新製品開発を何が何でもやり遂げて事業にしたいと云う強い思い,を先ず第一に挙げたい。こうした思いからすべてが始まる。新製品を世の中に出し,それで世界に貢献したいと願う気持ちである。

新製品開発とは,無から有を生み出す創造活動である。しかも,ひらめきだけで全てができるわけではなく,ある年月を掛けて,それも一人ではなく,グループで行う活動である。こうした活動を着実に進めるには,意欲,意志が無いところでは成就しない。グループ全員の一人ひとりに,そうした意欲があれば申し分ないが,少なくともグループとして「事業意欲」がなければならない。

この「事業意欲」は他の何にも勝るエネルギーであり,これの強さが事業発展を左右したケースも多い。また,開発過程で発生する如何なる困難をも克服させてくれる源でもある。

◆「事業観」「経営観」

技術者の中には,技術の惚れ込み,技術の中身に埋没してしまうタイプが居る。こういう人は技術の進展や,自己の腕が磨かれることに興味を持っている学者肌である。これでは,例え新製品開発に成功しても,いつまで経っても事業にならない。

企業で働く以上,事業センス,経営センスが必要である。優れた技術を事業に結びつける技術を見抜く眼,シナリオを作る力,戦略を立て,それを実行する力である。MOTにとっては,非常に重要な力である。上述したように,新製品開発から事業発展までの道のりは長い。しかも,いろいろな障壁がある。これを乗り越え,事業として発展させていくには,その道筋をきっちり描いて,仲間を引っ張っていくリーダシップが求められる。そのためには,「事業観」や「経営観」と云ったものを,明確に仲間に伝え,目指す方向へ導くことが,成功への大きな要因となる。

特に,事業化していく過程では,大きな投資が必要になる。それには,事業の展開図,資源の手当が必要であり,「目指す姿」への戦略が必要となる。こうした「戦略眼」も併せ持った経営者(技術者)が必要なのである。

大企業に居ると,技術部長にはなっているものの,事業観,経営観に乏しい人を見かけることがある。何らかの力があって,その地位にいるのだろうが,こういう人はトップの言いなりであり,上役にへつらうことでポジションを確保している。だから,誰からも経営者としての資質を求められている訳ではない。技術者としては,こういう人の下で働く人は不幸である。事業観や経営観を学ぶことができないから。

◆「鋭い洞察を伴うイノベーション力」

新製品開発は創造活動である。つまり,決められたルールに従って,効率を上げた仕事をすることではない。これまで他人がやったことがないことや,或いは他人がやったこととは違うやり方をすることが求められる。このことは,イノベーション活動そのものである。
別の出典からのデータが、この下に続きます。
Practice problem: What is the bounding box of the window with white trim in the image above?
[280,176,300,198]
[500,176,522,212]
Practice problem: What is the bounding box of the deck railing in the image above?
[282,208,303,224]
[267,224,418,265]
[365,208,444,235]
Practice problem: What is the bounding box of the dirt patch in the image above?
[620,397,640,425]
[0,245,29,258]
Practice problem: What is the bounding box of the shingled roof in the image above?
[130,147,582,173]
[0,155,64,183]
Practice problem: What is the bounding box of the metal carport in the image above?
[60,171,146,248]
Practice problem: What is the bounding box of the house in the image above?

しかも,新製品開発は,不確定な要素がいっぱいあり,それを限られた時間と費用と技術リソースでやり遂げなければならない。そのためには,いろいろな形で情報を収集・分析し,進むべき方向が間違っていないかを確かめながら,方向を決めて行かなければならない。即ち,未来を予測する鋭い洞察力が必要不可欠である。全てが判ってから,始めていては遅い。他人が気づくまでにやり始めなければならない。当然,不十分な情報であっても素速い判断が求められることがある。

◆強いリーダシップとそれを支える風土・文化・仕組み

事業を発展させるまでには,一人の力ではなく組織として仕事をすることが求められる。そうした組織では,リーダが必要となる。つまり,新製品開発から事業化,さらには事業発展と活動を展開するには,強いリーダシップを持った人間が必要となる。特に,高度成長時代のように横並びで進めば間違いない時代と違って,方向性を見誤ると事業の成否が逆転してしまうような変化の激しい時代にあって,組織をまとめて仲間を目指す方向へ向かわせる強いリーダシップが以前にも増して求められているのである。
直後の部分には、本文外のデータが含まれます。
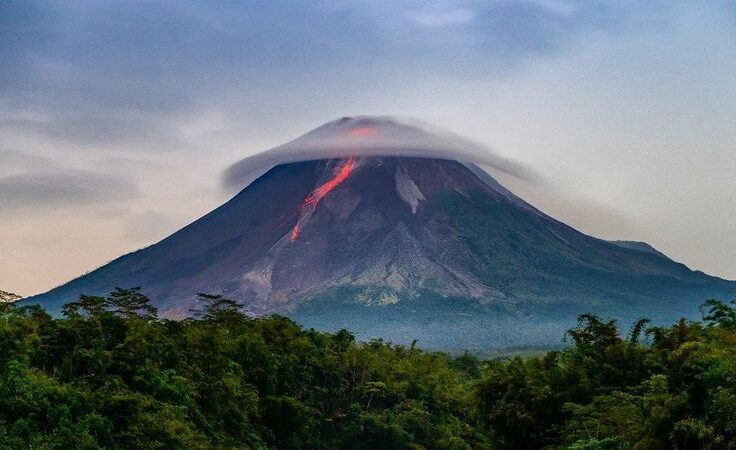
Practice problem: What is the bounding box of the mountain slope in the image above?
[0,290,22,303]
[27,118,736,348]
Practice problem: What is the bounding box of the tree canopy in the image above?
[0,287,736,450]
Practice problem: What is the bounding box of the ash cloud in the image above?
[222,116,540,189]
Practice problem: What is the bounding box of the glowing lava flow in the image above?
[291,157,355,242]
企業目的を達成するために作られるのが組織であり,仕組みである。これらが,きっちり機能している組織は,自分たち仲間の結束はもとより,市場とのマッチングも十分配慮した活動が展開される。事業の発展は,個人の力もさることながら,最終的には組織の力であり,組織を,或いは仕組みをどのようにするかが,重要である。ともすれば,人ありきの組織が目立つが,やはり組織は,企業目的を必達させるための,トップの意志がこもった組織でなくてはならない。
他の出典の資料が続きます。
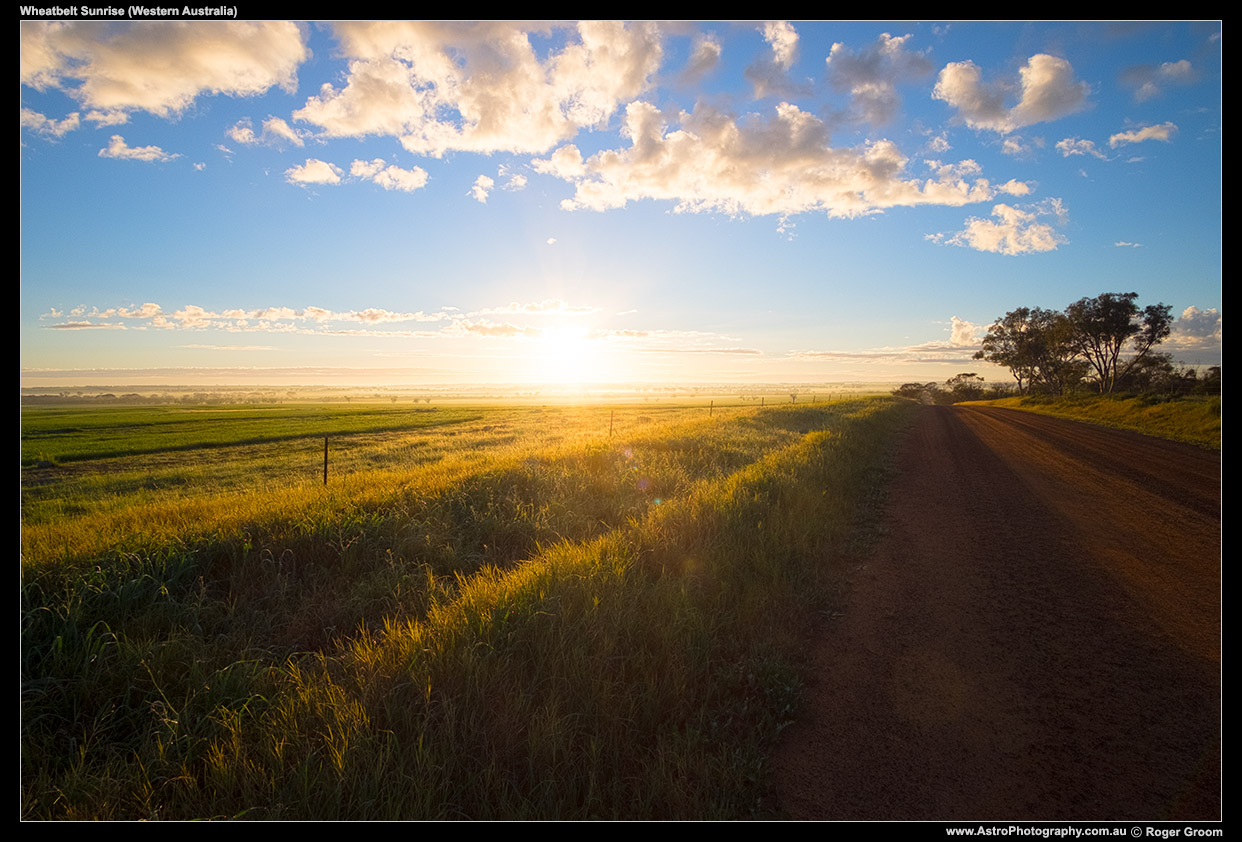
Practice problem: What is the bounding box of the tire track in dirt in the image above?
[773,407,1221,820]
また,組織で仕事するにはその土壌が,つまり風土・文化が大きく影響する。これらは長年培われてきた風土・文化であり,その組織の無意識での習慣でもある。これらは,その当事者たちは強く意識はしていないのだが,多くの重要な行動に反映されるのである。本当に,MOT(技術経営)を重視し,技術立社を目指している企業であれば,目の前の問題を解決するHow-toも大切であるが,それよりも大切なものは,その企業に存在する風土・文化になるのではないだろうか。

 

以上が,MOT(技術経営)に必要なものではないだろうか。

 

次は,MOT人材とその育て方とは?

[Reported by H.Nishimura 2007.04.29]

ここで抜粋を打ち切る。